On this day in 1960 (in Italy), the deadly shenanigans of a small town artist and some missing women were on full display with the theatrical release of Mill Of The Stone Women. Written (in part) and directed by Giorgio Ferroni, the Fantasy/Horror starred Pierre Brice, Scilla Gabel, Wolfgang Preiss, and others.
According to our friends at IMDB.com, here's the plot summary:
"In 19th century Holland, a professor of fine arts and an unlicensed surgeon run a secret lab where the professor's ill daughter receives blood-transfusions from kidnapped female victims who posthumously become macabre art."
ExtraExtra Alert:
In 2021, I had the good fortune of receiving a complimentary Blu-ray of an all-new restoration for Mill Of The Stone Women. Interested in knowing what I thought? My review of the film can be found right here.
-- EZ
From Google.com:
Mill of the Stone Women is a 1960 Italian Gothic horror film by director Giorgio Ferroni, notable for being Italy's first color horror film, which predates other famous Spaghetti horror. The film follows an art student who becomes entangled in the dark secret of a recluse sculptor and his mysterious daughter at an old mill, where the artist's grotesque "stone women" are actually petrified human corpses sustained by blood transfusions, according to YouTube and Rotten Tomatoes and IMDb.
Plot Summary
- An art student, Hans, travels to Holland to write about the sculptures of women at a peculiar windmill.
- He meets the beautiful and reclusive daughter of the sculptor, Elfi, and becomes captivated by her and the mill's eerie collection of statues.

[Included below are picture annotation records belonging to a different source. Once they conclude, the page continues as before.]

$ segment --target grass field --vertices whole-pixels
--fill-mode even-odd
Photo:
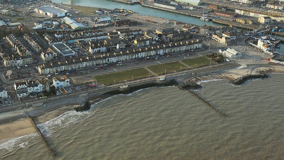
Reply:
[[[150,73],[150,76],[152,75]],[[115,82],[122,82],[126,80],[131,81],[133,79],[149,77],[149,72],[143,68],[140,68],[122,72],[98,75],[94,78],[98,82],[104,85],[113,84]]]
[[[185,59],[182,61],[194,68],[195,67],[196,64],[198,67],[210,64],[210,61],[204,57]]]
[[[69,5],[68,4],[64,4],[64,6],[68,6],[70,7],[75,8],[76,9],[82,11],[82,13],[83,14],[86,15],[89,15],[89,14],[92,14],[92,13],[93,13],[96,12],[97,8],[95,7],[85,7],[84,6],[74,6],[73,5]],[[75,13],[74,13],[74,14]]]
[[[180,71],[180,67],[182,67],[182,69],[188,68],[184,65],[177,61],[147,67],[147,68],[156,74],[159,75],[164,73],[165,70],[166,70],[166,72],[167,73],[169,73],[170,72],[171,72],[175,71]]]
[[[13,18],[13,20],[14,21],[17,22],[19,22],[22,21],[24,21],[26,20],[26,18],[25,17],[17,17],[15,18]]]

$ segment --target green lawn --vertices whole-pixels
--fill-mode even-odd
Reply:
[[[182,67],[182,69],[188,68],[184,65],[178,61],[152,66],[147,67],[147,68],[156,74],[159,75],[164,73],[165,70],[166,70],[166,72],[167,73],[169,73],[170,72],[171,72],[175,71],[180,71],[180,67]]]
[[[15,22],[23,22],[26,20],[26,18],[25,17],[16,17],[13,18],[13,20]]]
[[[185,59],[182,61],[192,68],[195,68],[196,64],[198,67],[210,64],[210,61],[204,57]]]
[[[150,75],[153,75],[150,73]],[[114,83],[115,80],[116,83],[122,82],[125,80],[131,81],[132,76],[134,79],[149,77],[149,72],[145,68],[140,68],[98,75],[94,78],[99,83],[107,85]]]

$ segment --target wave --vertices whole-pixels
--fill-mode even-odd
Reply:
[[[230,84],[232,86],[234,86],[234,87],[242,87],[242,86],[244,86],[244,85],[246,85],[248,83],[249,83],[251,81],[258,81],[258,80],[265,80],[265,79],[262,79],[262,78],[256,78],[255,79],[252,79],[251,80],[247,80],[247,81],[246,81],[246,82],[244,82],[242,84],[240,85],[233,85],[233,84],[232,84],[231,83],[229,83],[229,84]]]
[[[172,86],[163,87],[172,87]],[[96,106],[100,103],[117,96],[131,96],[135,93],[144,89],[158,87],[149,87],[139,89],[129,94],[114,95],[102,99],[92,105],[91,106],[90,109],[88,111],[82,112],[78,112],[75,110],[69,111],[45,123],[37,124],[37,126],[45,136],[52,136],[53,133],[57,130],[70,126],[79,122],[82,118],[82,115],[86,115],[89,114],[90,111],[93,111]],[[0,154],[6,154],[7,152],[14,150],[19,147],[25,148],[29,145],[29,142],[36,139],[38,136],[38,135],[37,133],[33,133],[18,137],[0,140]]]
[[[29,142],[36,138],[38,135],[33,133],[19,137],[0,140],[0,154],[3,154],[19,147],[25,148]]]

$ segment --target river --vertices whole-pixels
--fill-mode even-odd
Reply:
[[[131,9],[142,15],[152,15],[201,26],[206,24],[216,26],[221,25],[220,24],[213,23],[211,21],[203,21],[200,20],[199,18],[176,14],[169,12],[143,7],[139,4],[128,4],[108,0],[52,0],[52,1],[58,3],[61,3],[62,2],[64,4],[67,4],[76,6],[79,5],[109,9],[113,9],[123,6],[124,8],[127,9]]]
[[[201,83],[195,92],[226,117],[187,91],[155,87],[38,126],[58,152],[54,159],[282,159],[283,75],[271,75],[239,87],[225,80]],[[34,133],[0,141],[1,158],[51,158]]]

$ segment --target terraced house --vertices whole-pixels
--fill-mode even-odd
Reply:
[[[202,47],[202,43],[200,42],[197,40],[196,41],[187,41],[185,43],[180,42],[171,43],[168,45],[165,44],[159,45],[155,47],[141,48],[139,49],[109,53],[100,55],[84,58],[82,57],[71,61],[66,60],[55,63],[44,64],[38,66],[38,68],[40,74],[53,74],[70,70],[75,70],[137,58],[144,58],[157,55],[169,54]]]

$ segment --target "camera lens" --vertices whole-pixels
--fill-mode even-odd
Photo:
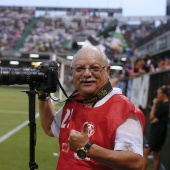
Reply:
[[[44,77],[44,73],[36,69],[0,68],[0,85],[30,84],[41,81]]]

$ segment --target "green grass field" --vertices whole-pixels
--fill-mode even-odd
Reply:
[[[22,90],[25,89],[0,87],[0,138],[28,120],[28,95]],[[57,110],[59,106],[55,108]],[[38,101],[36,112],[38,113]],[[44,134],[39,118],[36,119],[36,124],[35,161],[39,165],[38,169],[55,169],[58,156],[53,154],[59,153],[58,140]],[[29,126],[26,125],[0,143],[0,169],[26,170],[29,169],[29,160]]]
[[[28,95],[21,92],[22,90],[25,89],[0,86],[0,139],[28,120]],[[55,105],[55,109],[58,110],[61,105]],[[38,113],[38,101],[36,113]],[[59,154],[58,140],[44,134],[39,118],[36,119],[36,125],[35,161],[39,165],[38,169],[55,170],[58,160],[56,155]],[[29,126],[26,125],[0,143],[0,170],[30,169],[29,160]],[[148,170],[151,170],[151,167]]]

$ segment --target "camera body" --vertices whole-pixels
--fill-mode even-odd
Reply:
[[[30,84],[37,91],[54,93],[57,90],[58,65],[55,61],[44,61],[37,69],[0,68],[0,85]]]

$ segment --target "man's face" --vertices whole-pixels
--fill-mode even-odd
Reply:
[[[95,50],[81,51],[71,68],[73,83],[83,98],[97,93],[108,81],[110,66]]]

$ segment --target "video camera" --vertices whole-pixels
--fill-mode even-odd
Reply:
[[[37,91],[54,93],[57,90],[58,65],[55,61],[44,61],[37,69],[0,68],[0,85],[30,84]]]

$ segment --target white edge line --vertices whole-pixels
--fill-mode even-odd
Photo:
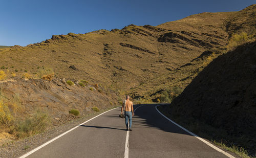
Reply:
[[[67,131],[65,132],[64,133],[61,134],[60,135],[59,135],[58,136],[57,136],[56,137],[55,137],[54,139],[51,140],[50,141],[49,141],[45,143],[45,144],[42,144],[41,145],[39,146],[39,147],[37,147],[36,148],[34,149],[33,150],[29,151],[29,152],[25,154],[24,155],[23,155],[21,156],[20,157],[19,157],[19,158],[24,158],[24,157],[26,157],[28,156],[28,155],[31,154],[32,153],[35,152],[35,151],[38,150],[39,149],[41,149],[41,148],[44,147],[44,146],[47,146],[47,145],[48,145],[50,143],[52,143],[52,142],[54,141],[56,139],[58,139],[58,138],[62,137],[63,136],[65,135],[66,134],[68,133],[68,132],[69,132],[73,130],[74,129],[76,129],[76,128],[79,127],[81,125],[84,124],[85,124],[85,123],[89,122],[90,121],[91,121],[91,120],[93,120],[93,119],[97,118],[97,117],[101,116],[101,115],[102,115],[103,114],[105,114],[106,112],[109,112],[110,111],[111,111],[112,110],[118,108],[119,107],[117,107],[114,108],[113,109],[112,109],[111,110],[109,110],[108,111],[105,111],[105,112],[104,112],[103,113],[101,113],[101,114],[99,114],[99,115],[97,115],[97,116],[96,116],[92,118],[92,119],[91,119],[90,120],[88,120],[86,121],[86,122],[83,122],[83,123],[81,123],[81,124],[79,124],[79,125],[75,126],[75,127],[74,127],[74,128],[72,128],[72,129],[68,130]]]
[[[127,131],[125,140],[125,148],[124,149],[124,158],[129,157],[129,131]]]
[[[137,110],[137,108],[146,105],[141,105],[139,106],[139,107],[137,107],[133,111],[134,113],[135,112],[135,111]],[[125,147],[124,148],[124,158],[128,158],[128,157],[129,157],[129,131],[127,131],[126,132],[126,137],[125,139]]]
[[[157,105],[156,106],[156,109],[157,109],[157,111],[158,112],[159,112],[160,114],[161,114],[162,116],[163,116],[164,118],[165,118],[165,119],[167,119],[168,120],[169,120],[169,121],[172,122],[172,123],[173,123],[173,124],[174,124],[175,125],[176,125],[176,126],[177,126],[178,127],[180,127],[180,128],[182,129],[183,130],[185,130],[185,131],[186,131],[187,132],[188,132],[188,133],[190,134],[191,135],[194,136],[195,137],[196,137],[196,138],[197,138],[198,139],[200,140],[200,141],[201,141],[202,142],[204,142],[204,143],[206,144],[207,145],[208,145],[208,146],[209,146],[210,147],[212,147],[212,148],[215,149],[215,150],[217,150],[219,152],[220,152],[221,153],[222,153],[223,154],[224,154],[224,155],[225,155],[226,156],[228,156],[228,157],[230,157],[230,158],[235,158],[234,156],[232,156],[231,155],[230,155],[230,154],[229,154],[228,153],[226,152],[225,152],[223,150],[221,150],[221,149],[219,148],[218,147],[214,146],[213,144],[209,143],[208,142],[205,141],[205,140],[204,140],[203,139],[201,138],[201,137],[198,136],[197,135],[196,135],[196,134],[194,134],[194,133],[190,132],[190,131],[189,131],[188,130],[186,129],[186,128],[184,128],[183,127],[181,126],[181,125],[178,124],[177,123],[175,122],[174,121],[173,121],[173,120],[170,120],[170,119],[169,119],[168,118],[166,117],[166,116],[165,116],[163,114],[162,114],[160,111],[159,111],[159,110],[157,109],[157,106],[161,106],[161,105]]]

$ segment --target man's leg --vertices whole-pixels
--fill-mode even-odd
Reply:
[[[124,111],[124,116],[125,116],[125,125],[126,126],[126,129],[128,130],[128,116]]]
[[[129,114],[129,129],[132,130],[132,112]]]

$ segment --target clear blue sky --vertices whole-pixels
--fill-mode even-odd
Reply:
[[[0,0],[0,46],[25,46],[53,34],[157,26],[202,12],[239,11],[255,0]]]

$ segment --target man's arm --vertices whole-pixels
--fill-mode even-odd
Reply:
[[[121,109],[121,114],[123,114],[123,103],[122,104],[122,108]]]
[[[133,113],[133,102],[132,102],[132,107],[131,107],[131,109],[132,109],[132,112],[133,113],[133,116],[134,116],[134,114]]]

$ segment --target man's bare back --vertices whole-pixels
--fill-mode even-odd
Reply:
[[[132,106],[133,102],[130,100],[127,100],[125,103],[125,109],[124,109],[124,111],[131,111]]]

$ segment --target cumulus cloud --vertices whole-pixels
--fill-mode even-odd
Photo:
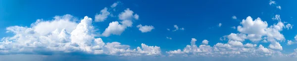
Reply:
[[[281,6],[280,6],[280,5],[279,5],[279,6],[276,6],[276,8],[278,8],[278,9],[279,9],[280,10],[281,10],[281,9],[282,9],[282,7],[281,7]]]
[[[77,23],[73,21],[75,19],[72,18],[74,18],[72,16],[67,14],[56,16],[51,20],[38,20],[30,27],[8,27],[6,28],[7,32],[12,32],[14,35],[1,39],[0,54],[52,55],[79,53],[114,56],[161,55],[160,47],[157,46],[142,44],[141,47],[131,50],[129,46],[121,45],[119,42],[105,44],[101,38],[95,38],[93,35],[96,32],[94,32],[96,30],[92,25],[92,18],[85,16],[80,23]],[[60,26],[54,26],[57,25]],[[43,27],[48,30],[41,32],[39,29],[41,28],[37,27],[44,26],[48,26]],[[73,29],[70,28],[73,27]]]
[[[274,17],[273,17],[273,18],[272,18],[272,19],[279,20],[279,21],[282,20],[281,19],[281,16],[279,14],[276,14],[275,16]]]
[[[173,25],[173,27],[175,28],[175,30],[172,30],[172,31],[177,31],[178,30],[185,30],[185,28],[179,28],[179,27],[177,26],[177,25]],[[169,30],[170,30],[170,29],[167,28],[167,30],[169,31]]]
[[[228,44],[218,43],[213,47],[200,45],[198,47],[192,39],[191,45],[187,45],[183,50],[166,52],[169,56],[195,56],[210,57],[278,57],[283,55],[279,51],[274,51],[260,45],[250,43],[243,44],[238,41],[230,41]]]
[[[234,29],[236,29],[236,27],[235,27],[235,26],[232,26],[232,27],[231,27],[231,28]]]
[[[110,13],[107,11],[107,8],[104,7],[100,11],[100,14],[95,15],[95,22],[102,22],[106,20]]]
[[[118,21],[113,21],[109,23],[109,25],[105,29],[102,35],[108,37],[111,34],[120,35],[128,27],[132,26],[133,23],[132,20],[135,19],[133,16],[134,12],[127,8],[119,14],[119,19],[122,21],[120,23]],[[137,14],[135,14],[137,15]],[[138,19],[138,18],[137,18]]]
[[[237,19],[237,17],[236,17],[236,16],[232,16],[232,19]]]
[[[169,39],[169,40],[172,40],[172,38],[168,37],[166,37],[166,38],[167,39]]]
[[[145,25],[145,26],[143,26],[141,24],[138,25],[137,25],[137,27],[138,27],[138,28],[139,28],[139,30],[140,30],[141,31],[141,32],[142,33],[146,33],[146,32],[150,32],[150,31],[151,31],[151,30],[154,29],[154,28],[153,27],[153,26],[150,25],[150,26],[148,26],[148,25]]]
[[[110,6],[110,7],[111,7],[111,8],[114,8],[114,7],[115,7],[115,6],[116,6],[118,5],[118,4],[119,3],[120,3],[120,2],[119,2],[119,1],[117,1],[117,2],[114,2],[114,3],[113,3],[113,4],[112,4],[112,5]]]
[[[271,5],[271,4],[276,4],[276,3],[275,3],[275,1],[273,1],[272,0],[270,0],[270,1],[269,1],[269,5]]]
[[[221,26],[222,26],[222,23],[219,23],[219,27],[221,27]]]
[[[207,41],[207,40],[203,40],[202,41],[202,44],[204,44],[204,45],[207,45],[207,44],[208,44],[208,41]]]

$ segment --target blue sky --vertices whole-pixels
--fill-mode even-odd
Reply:
[[[297,53],[296,2],[1,0],[0,56],[282,60]]]

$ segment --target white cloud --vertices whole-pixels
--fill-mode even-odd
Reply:
[[[134,18],[135,18],[135,19],[138,20],[139,18],[139,16],[138,15],[138,14],[134,14]]]
[[[222,26],[222,23],[219,23],[219,27],[221,27],[221,26]]]
[[[280,9],[280,10],[281,10],[281,9],[282,9],[282,7],[281,7],[281,6],[280,6],[280,5],[279,5],[279,6],[276,6],[276,8],[278,8],[278,9]]]
[[[229,41],[228,42],[228,44],[230,44],[231,46],[243,46],[243,43],[241,42],[236,41]]]
[[[237,19],[237,17],[236,17],[236,16],[232,16],[232,19]]]
[[[262,45],[256,47],[257,45],[248,43],[243,44],[238,41],[230,41],[228,44],[217,43],[213,47],[200,45],[198,47],[195,42],[196,39],[192,39],[190,45],[187,45],[183,50],[166,52],[169,56],[181,56],[192,57],[263,57],[281,56],[279,51],[264,48]]]
[[[167,39],[169,39],[169,40],[172,40],[172,38],[168,37],[166,37],[166,38]]]
[[[286,25],[286,27],[285,27],[285,28],[287,28],[288,30],[290,29],[292,29],[293,28],[293,25],[292,25],[290,24],[288,24],[287,25]]]
[[[82,54],[114,56],[161,55],[160,47],[157,46],[148,46],[142,44],[141,48],[139,47],[137,49],[130,50],[129,46],[121,45],[119,42],[107,43],[105,44],[101,38],[96,38],[93,35],[96,33],[94,31],[96,30],[94,30],[92,25],[92,18],[85,16],[77,24],[71,21],[73,19],[69,18],[55,17],[54,20],[49,21],[38,20],[32,24],[31,27],[18,26],[7,27],[7,32],[12,32],[14,35],[1,39],[0,54],[18,53],[43,55],[43,53],[53,54],[79,53]],[[74,23],[75,24],[74,24],[77,25],[72,26],[74,27],[73,30],[67,30],[68,29],[66,27],[63,27],[68,25],[67,24],[63,24],[61,27],[52,26],[60,23],[54,22],[62,21],[67,22],[63,23]],[[53,25],[40,24],[44,22]],[[118,24],[117,22],[111,23]],[[44,35],[44,32],[34,31],[36,29],[35,27],[46,26],[43,25],[52,26],[49,27],[54,27],[51,28],[55,28],[55,30],[49,31],[49,34]],[[62,29],[60,30],[59,28]]]
[[[100,11],[100,14],[95,15],[95,22],[102,22],[106,20],[110,13],[107,11],[107,8],[104,7]]]
[[[296,43],[296,42],[293,42],[291,40],[288,40],[288,43],[287,43],[287,45],[291,45],[294,44],[295,43]]]
[[[119,1],[118,1],[118,2],[114,2],[114,3],[113,3],[113,4],[112,4],[112,5],[111,5],[110,6],[110,7],[111,7],[111,8],[114,8],[114,7],[115,7],[115,6],[116,6],[118,5],[118,4],[119,3],[120,3],[120,2],[119,2]]]
[[[118,21],[113,21],[109,23],[109,25],[102,33],[102,35],[108,37],[110,34],[121,35],[127,27],[119,24]]]
[[[122,20],[119,23],[118,21],[113,21],[109,23],[109,25],[105,29],[102,35],[108,37],[110,34],[120,35],[128,27],[132,26],[133,23],[132,20],[135,19],[133,16],[134,12],[127,8],[119,14],[119,19]]]
[[[247,43],[245,45],[245,47],[247,47],[247,48],[253,48],[256,46],[257,46],[257,45],[252,44],[250,44],[250,43]]]
[[[119,14],[119,19],[122,20],[132,20],[133,17],[134,17],[133,13],[134,13],[133,11],[130,10],[129,8],[127,8],[124,10],[124,12],[122,12]]]
[[[276,3],[275,3],[275,1],[271,0],[270,1],[269,1],[269,5],[271,5],[271,4],[276,4]]]
[[[177,31],[178,30],[180,30],[180,29],[181,30],[185,30],[185,28],[179,28],[178,26],[177,25],[173,25],[173,27],[175,28],[175,30],[173,30],[172,31]],[[169,30],[168,29],[167,29],[167,30],[170,30],[170,29],[169,29]]]
[[[208,44],[208,41],[207,41],[207,40],[203,40],[202,41],[202,43],[204,45],[207,45]]]
[[[234,34],[232,33],[227,36],[228,39],[230,40],[235,40],[243,42],[247,39],[247,35],[243,34]]]
[[[232,27],[231,27],[231,28],[234,29],[236,29],[236,27],[235,27],[235,26],[232,26]]]
[[[274,17],[273,17],[273,18],[272,18],[272,19],[279,20],[279,21],[282,20],[281,19],[281,16],[279,14],[276,14],[275,16]]]
[[[141,24],[137,25],[137,27],[138,27],[138,28],[139,28],[139,30],[140,30],[141,31],[141,32],[142,32],[142,33],[146,33],[146,32],[150,32],[150,31],[151,31],[151,30],[154,29],[154,28],[153,27],[153,26],[152,26],[151,25],[150,25],[150,26],[148,26],[148,25],[143,26]]]
[[[278,50],[283,50],[283,47],[278,42],[272,42],[269,45],[269,48]]]

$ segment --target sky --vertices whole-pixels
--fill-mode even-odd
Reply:
[[[296,2],[2,0],[0,61],[296,61]]]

- Hans discovers the horrifying truth: the "stone women" are petrified corpses of young women, kept in a state of preserved life through blood transfusions by the professor and his doctor.
Key Aspects
- Color:
The film was the first Italian horror movie shot in color, giving it a distinctive visual style, says YouTube and Arrow Player. - Gothic Atmosphere:
The film features a decaying mill filled with macabre statues, shadowy family secrets, and a secluded, ill relative. - Influence:
Its theme of a mad scientist preserving a loved one at the expense of others is seen in other horror films and has been linked to the work of Mario Bava and Dario Argento. - Themes:
The film explores themes of misogyny, the nature of art, and the line between life and death. - Exoticism:
The film's supposed foreign origins and the made-up author were part of a marketing tactic to attract audiences to a mysterious and taboo story, according to Tapatalk.